Even Without Shaquille O’Neal, Stopping Cavaliers’ Big Men is Tall Task For Celtics


April 4, 2010

Even Without Shaquille O'Neal, Stopping Cavaliers' Big Men is Tall Task For Celtics Whenever the Celtics and Cavaliers get together, it tends to be small forwards that grab all the headlines.

When you've got LeBron James and Paul Pierce on the same floor, the fireworks are guaranteed to go off. It's a league MVP against an NBA Finals MVP in a battle of two great team leaders, and the last one to score has a mighty good shot at winning the ballgame. The King versus The Truth — can't do much better than that.

But sometimes the bigger story is the guys who are … well, bigger.

The Cavaliers have had an incredible revolving door of big men set in motion this season.

They traded for Shaquille O'Neal this past summer, only to see him go down with a torn thumb ligament and miss a significant chunk of the season. They relied a lot upon Anderson Varejao, but he's been on the shelf recently with a sore hamstring. They gave a big promotion this season to J.J. Hickson, a 21-year-old kid out of N.C. State with a post game and a dream.

Leon Powe battled back from ACL and knee injuries to finally make his Cavs debut in Boston on Feb. 25. Cleveland picked up Antawn Jamison at the trading deadline in mid-February. They traded Zydrunas Ilgauskas to the Wizards in February, watched him get bought out, and quickly welcomed him back into the fold.

Through all of these changes to the Cavs' big man corps, it's been Shaq who's garnered the most media attention with his absence. When you're an MVP and a 15-time All-Star, that tends to happen. But the spotlight's been on Shaq for another reason, too: His presence changes the identity of the Cavaliers unlike anyone else on the roster, save for of course LeBron.

Look at the Cavs' big men and ask yourself — which of these is not like the other? On a team loaded with athletic, energetic, quick big men, Shaq is the one exception. He's old, slow and muscular. He's not there to be an "energy guy" in the Varejao mold — he's there to be big and tough, muscling up against other Eastern Conference bigs like Dwight Howard.

But against the league at large, the Shaq attack has come out flat. Consider this stat: With the Big Aristotle on the floor, the Cavaliers are 40-13, a .755 winning percentage. Without him, they're 20-3, or .870.

Without Shaquille O'Neal, the Cavs would be on pace to be a 71-win team, one of the best ever to play the game. With him, they're… well, mortal.

Kendrick Perkins wasn't kidding when he said a couple of weeks back that the Cavs were better without O'Neal. And Doc Rivers, when he addressed the media on Saturday afternoon, gave all the credit in the world to the rest of the Cavs' bigs.

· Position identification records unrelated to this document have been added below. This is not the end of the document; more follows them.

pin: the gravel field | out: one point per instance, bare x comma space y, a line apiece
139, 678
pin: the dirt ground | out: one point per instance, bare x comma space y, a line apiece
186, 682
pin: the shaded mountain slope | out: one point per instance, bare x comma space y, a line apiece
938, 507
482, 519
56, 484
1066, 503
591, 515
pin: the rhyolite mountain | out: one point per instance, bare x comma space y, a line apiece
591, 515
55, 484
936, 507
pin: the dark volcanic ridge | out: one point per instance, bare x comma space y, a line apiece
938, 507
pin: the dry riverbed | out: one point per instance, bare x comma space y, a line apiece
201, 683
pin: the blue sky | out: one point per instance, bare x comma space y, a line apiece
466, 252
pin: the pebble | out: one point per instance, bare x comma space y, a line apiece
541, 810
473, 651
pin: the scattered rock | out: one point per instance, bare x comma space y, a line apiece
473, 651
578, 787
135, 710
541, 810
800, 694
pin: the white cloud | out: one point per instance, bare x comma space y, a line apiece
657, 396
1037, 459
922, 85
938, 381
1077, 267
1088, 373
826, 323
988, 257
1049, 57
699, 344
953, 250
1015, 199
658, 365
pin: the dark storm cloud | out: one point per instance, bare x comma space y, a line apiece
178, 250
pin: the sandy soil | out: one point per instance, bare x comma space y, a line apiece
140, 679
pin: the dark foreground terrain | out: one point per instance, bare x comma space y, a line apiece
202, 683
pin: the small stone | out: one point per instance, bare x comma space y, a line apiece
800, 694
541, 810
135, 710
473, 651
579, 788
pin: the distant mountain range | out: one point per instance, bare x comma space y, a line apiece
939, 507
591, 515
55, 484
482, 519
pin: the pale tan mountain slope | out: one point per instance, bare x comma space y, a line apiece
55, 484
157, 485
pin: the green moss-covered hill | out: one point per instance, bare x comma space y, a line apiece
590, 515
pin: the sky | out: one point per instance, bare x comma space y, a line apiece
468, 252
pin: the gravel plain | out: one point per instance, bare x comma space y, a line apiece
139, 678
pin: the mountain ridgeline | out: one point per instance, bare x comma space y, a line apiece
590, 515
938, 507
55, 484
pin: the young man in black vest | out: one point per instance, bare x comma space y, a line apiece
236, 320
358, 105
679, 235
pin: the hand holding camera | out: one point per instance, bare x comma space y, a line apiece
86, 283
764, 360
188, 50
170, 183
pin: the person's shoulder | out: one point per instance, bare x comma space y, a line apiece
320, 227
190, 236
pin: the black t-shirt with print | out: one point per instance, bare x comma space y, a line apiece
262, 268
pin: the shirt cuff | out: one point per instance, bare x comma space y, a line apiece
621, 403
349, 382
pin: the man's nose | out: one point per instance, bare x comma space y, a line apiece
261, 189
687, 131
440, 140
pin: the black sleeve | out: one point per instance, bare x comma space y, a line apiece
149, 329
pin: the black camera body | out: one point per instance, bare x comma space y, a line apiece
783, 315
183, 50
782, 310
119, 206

"Varejao, Hickson, and Leon Powe, and now Ilgauskas, in my opinion, they've been the difference in the games that they've won and we've won," the Celtics said. "In the first game, [Rasheed Wallace, Perkins and Kevin Garnett] dominated that game with their size, their strength. The second two that they've won, they've beat us on their energy. Varejao has been a superstar in their two wins. He's dominated the games with his effort, with his quickness. Hickson has played well. Leon, in the little time he played, Leon hurt us. So yeah, it comes down to that."

Shaq will be out once again when the Cavs take the floor in Boston on Sunday afternoon. Varejao, still resting that hamstring, is likely out as well. Cleveland coach Mike Brown will do battle with a duo up front of Jamison and Hickson — a pair that's a bit undersized, but plays with all the energy in the world.

The Celtics know how to combat that energy.

"With muscle," Rivers said. "With power. With guys putting bodies on each other. It's tough for a quick guy to move when a 300-pound guy's leaning on him."

Six weeks ago, the Cavs had a 300-pound guy of their own in O'Neal. But this time, not so much. The Cavs are a different team without the big man inside, and the Celtics had better be ready.